On Monday, 21 January 2013 at 14:06:49 UTC, eles wrote:
On Monday, 21 January 2013 at 13:37:21 UTC, deadalnix wrote:
On Monday, 21 January 2013 at 12:49:47 UTC, eles wrote:
On Friday, 18 January 2013 at 22:29:45 UTC, Walter Bright
wrote:
On 1/18/2013 2:16 PM, Andrey wrote:
What would be the point ? You'll have the implementation and
the function definition under the nose anyway as it is in the
same file.
If something should be private from your code, what is your
code doing is the same module ?
1. Quoting Andrey's original post (3rd on this thread):
"So, when you observe this situation, it becomes really hard to
pursue fully fledged commercial development with D."
So, if you think that D is so string that it allows itself such
ingenuities that makes C++ programmers giving it a try to
scream away from D, then fine. D already has difficulties in
being accepted by corporations (and I thing that lack of gcc
integration is the strongest difficulty). But, now, imagine
that you present D in front of a bunch of hardened C++
programmers and you have to explain those already skeptikal
people that thes should not scream when they see Andrey's
originally posted code. It is not also about D's own way, D
still has to make some compromises to be accepted. In 10 years,
it will be, maybe, the reference. IT IS NOT TODAY.
I don't really understand the logic here. That seems very
confused to me.
2. That file/module could be really huge. Several succesive
programmers working on the same file/module could be of various
expertise levels and not aware of such subtleties. Refactoring
means also moving a lot of code around and you will find
yourself needed to go back to that file where the code was
originally defined and modify the "private" into "package" if
you still want your code to compile. As a rule, during
refactoring, it is a bad thing to touch (or be needed to touch)

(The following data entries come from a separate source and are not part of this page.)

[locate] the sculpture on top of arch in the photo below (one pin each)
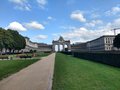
(62, 42)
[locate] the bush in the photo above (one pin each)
(106, 58)
(4, 57)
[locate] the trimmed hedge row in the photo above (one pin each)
(112, 59)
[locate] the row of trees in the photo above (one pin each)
(11, 40)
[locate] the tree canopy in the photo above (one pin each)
(116, 42)
(11, 39)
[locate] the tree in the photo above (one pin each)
(116, 41)
(19, 40)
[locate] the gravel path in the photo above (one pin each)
(37, 76)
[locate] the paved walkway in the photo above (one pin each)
(37, 76)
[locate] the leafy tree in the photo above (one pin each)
(116, 42)
(12, 40)
(19, 40)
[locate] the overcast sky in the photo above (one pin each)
(45, 20)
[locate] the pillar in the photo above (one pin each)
(63, 47)
(58, 47)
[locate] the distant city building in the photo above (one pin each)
(44, 47)
(30, 45)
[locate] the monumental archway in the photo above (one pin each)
(62, 42)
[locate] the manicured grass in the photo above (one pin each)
(77, 74)
(8, 67)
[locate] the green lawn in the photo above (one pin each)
(8, 67)
(77, 74)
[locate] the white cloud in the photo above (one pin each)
(115, 10)
(95, 15)
(77, 15)
(34, 25)
(41, 37)
(16, 26)
(42, 3)
(21, 4)
(83, 34)
(93, 23)
(50, 18)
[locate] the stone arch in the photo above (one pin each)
(61, 44)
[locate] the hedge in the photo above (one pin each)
(112, 59)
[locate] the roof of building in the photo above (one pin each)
(61, 38)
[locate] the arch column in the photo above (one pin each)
(58, 47)
(63, 47)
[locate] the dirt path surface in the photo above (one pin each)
(37, 76)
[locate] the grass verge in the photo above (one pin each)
(8, 67)
(77, 74)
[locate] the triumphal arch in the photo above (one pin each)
(61, 42)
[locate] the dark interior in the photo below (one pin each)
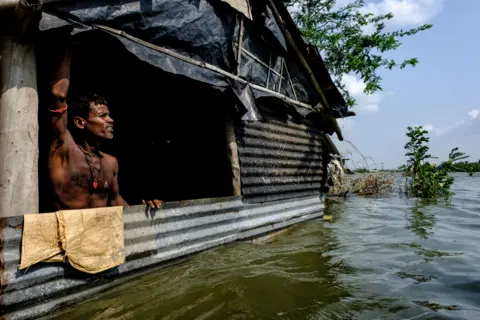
(169, 130)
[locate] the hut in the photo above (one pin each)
(222, 110)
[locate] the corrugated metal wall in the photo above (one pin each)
(179, 229)
(280, 157)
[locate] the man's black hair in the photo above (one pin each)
(80, 107)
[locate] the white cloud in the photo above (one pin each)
(365, 103)
(428, 127)
(346, 124)
(460, 128)
(474, 113)
(406, 12)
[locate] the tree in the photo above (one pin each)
(428, 180)
(340, 34)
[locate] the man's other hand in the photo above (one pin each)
(154, 204)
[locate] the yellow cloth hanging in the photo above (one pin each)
(92, 240)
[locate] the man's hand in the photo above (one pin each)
(154, 204)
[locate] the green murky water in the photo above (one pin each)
(380, 258)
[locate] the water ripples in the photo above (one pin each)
(380, 258)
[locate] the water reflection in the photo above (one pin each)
(288, 278)
(421, 221)
(388, 258)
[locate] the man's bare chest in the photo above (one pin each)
(77, 170)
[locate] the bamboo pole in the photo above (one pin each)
(9, 4)
(305, 65)
(200, 64)
(18, 121)
(232, 153)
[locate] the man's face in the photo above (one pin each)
(99, 122)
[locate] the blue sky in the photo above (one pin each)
(441, 93)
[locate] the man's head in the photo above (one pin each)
(90, 115)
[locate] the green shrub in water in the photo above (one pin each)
(428, 180)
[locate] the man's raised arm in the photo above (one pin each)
(58, 102)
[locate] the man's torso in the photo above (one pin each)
(73, 172)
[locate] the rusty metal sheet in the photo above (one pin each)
(151, 239)
(280, 157)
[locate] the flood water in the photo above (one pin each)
(379, 258)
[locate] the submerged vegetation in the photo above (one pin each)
(426, 179)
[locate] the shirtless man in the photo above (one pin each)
(82, 176)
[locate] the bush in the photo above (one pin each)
(427, 180)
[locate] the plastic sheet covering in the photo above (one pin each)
(206, 31)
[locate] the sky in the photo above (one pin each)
(441, 93)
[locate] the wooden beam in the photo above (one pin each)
(18, 129)
(9, 4)
(19, 117)
(232, 154)
(304, 64)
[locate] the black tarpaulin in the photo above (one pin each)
(202, 30)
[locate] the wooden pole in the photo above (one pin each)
(304, 64)
(18, 124)
(232, 153)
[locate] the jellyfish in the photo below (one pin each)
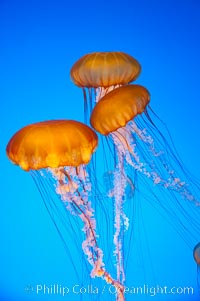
(59, 151)
(196, 254)
(124, 117)
(100, 72)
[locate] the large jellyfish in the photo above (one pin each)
(58, 151)
(100, 72)
(141, 148)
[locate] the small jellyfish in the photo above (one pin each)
(100, 72)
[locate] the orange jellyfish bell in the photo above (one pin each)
(104, 69)
(52, 144)
(118, 107)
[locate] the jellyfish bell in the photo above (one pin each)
(52, 144)
(105, 69)
(100, 72)
(118, 107)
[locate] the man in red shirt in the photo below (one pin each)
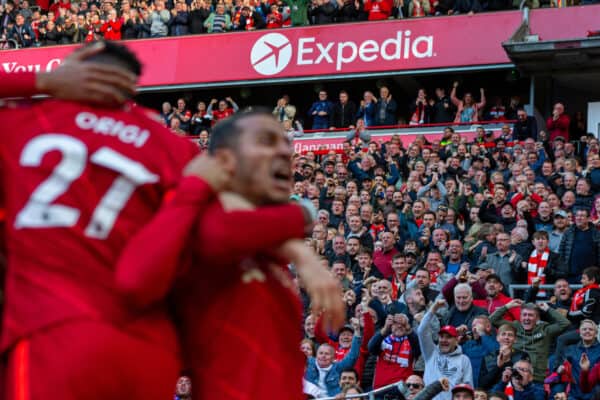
(76, 186)
(238, 308)
(558, 123)
(496, 299)
(74, 80)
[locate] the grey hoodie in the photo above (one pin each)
(455, 366)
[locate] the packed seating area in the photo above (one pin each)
(27, 23)
(430, 240)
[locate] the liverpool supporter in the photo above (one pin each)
(518, 383)
(111, 29)
(74, 80)
(385, 107)
(321, 111)
(253, 147)
(496, 362)
(397, 348)
(533, 336)
(62, 310)
(446, 358)
(558, 123)
(225, 108)
(467, 109)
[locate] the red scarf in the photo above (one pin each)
(535, 268)
(579, 296)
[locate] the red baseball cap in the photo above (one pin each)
(463, 387)
(450, 330)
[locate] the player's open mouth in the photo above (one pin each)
(282, 175)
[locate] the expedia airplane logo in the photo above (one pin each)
(271, 54)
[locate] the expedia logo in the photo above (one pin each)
(273, 52)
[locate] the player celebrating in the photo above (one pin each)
(74, 80)
(238, 309)
(78, 182)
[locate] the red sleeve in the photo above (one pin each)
(516, 198)
(149, 263)
(448, 290)
(320, 334)
(18, 85)
(231, 236)
(368, 332)
(515, 313)
(587, 380)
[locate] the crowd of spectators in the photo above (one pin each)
(24, 23)
(426, 241)
(428, 238)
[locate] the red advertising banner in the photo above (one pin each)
(370, 47)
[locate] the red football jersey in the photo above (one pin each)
(77, 183)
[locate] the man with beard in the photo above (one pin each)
(496, 298)
(235, 297)
(496, 362)
(504, 262)
(561, 224)
(534, 337)
(521, 378)
(446, 358)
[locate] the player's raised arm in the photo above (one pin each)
(148, 265)
(75, 80)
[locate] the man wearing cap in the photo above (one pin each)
(323, 372)
(396, 347)
(525, 127)
(580, 246)
(496, 298)
(445, 359)
(561, 224)
(496, 361)
(504, 261)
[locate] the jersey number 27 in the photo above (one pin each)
(39, 212)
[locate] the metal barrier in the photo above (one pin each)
(369, 395)
(512, 288)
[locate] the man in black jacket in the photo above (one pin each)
(525, 127)
(344, 112)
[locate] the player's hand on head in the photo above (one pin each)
(233, 201)
(211, 170)
(90, 82)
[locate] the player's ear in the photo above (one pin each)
(227, 159)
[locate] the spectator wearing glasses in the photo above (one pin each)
(520, 378)
(321, 111)
(525, 127)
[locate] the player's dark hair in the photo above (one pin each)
(117, 54)
(352, 370)
(226, 132)
(593, 273)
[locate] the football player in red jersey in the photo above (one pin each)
(239, 314)
(75, 80)
(78, 181)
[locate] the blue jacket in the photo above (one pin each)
(533, 391)
(367, 113)
(332, 379)
(321, 121)
(476, 350)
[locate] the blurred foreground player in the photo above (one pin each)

other code than the one you are messing up with, be in the same
source file or no.
That may happen. If it happen you'll have trouble; Actually
enough trouble that I'm pretty sure that this private things will
not be of any priority to your eyes.
And your point around refactoring is kind of moot, because if you
refactor big a module into smaller one, you are, by definition
refactoring that module. And the code affected by the private
thing IS, by definition of private, in that module. No need to
mess around with other code.
Some approach have been proposed to be able to refactor a module
into a package, and that is probably a much more interesting way
to go, as it solve a much broader range of issues.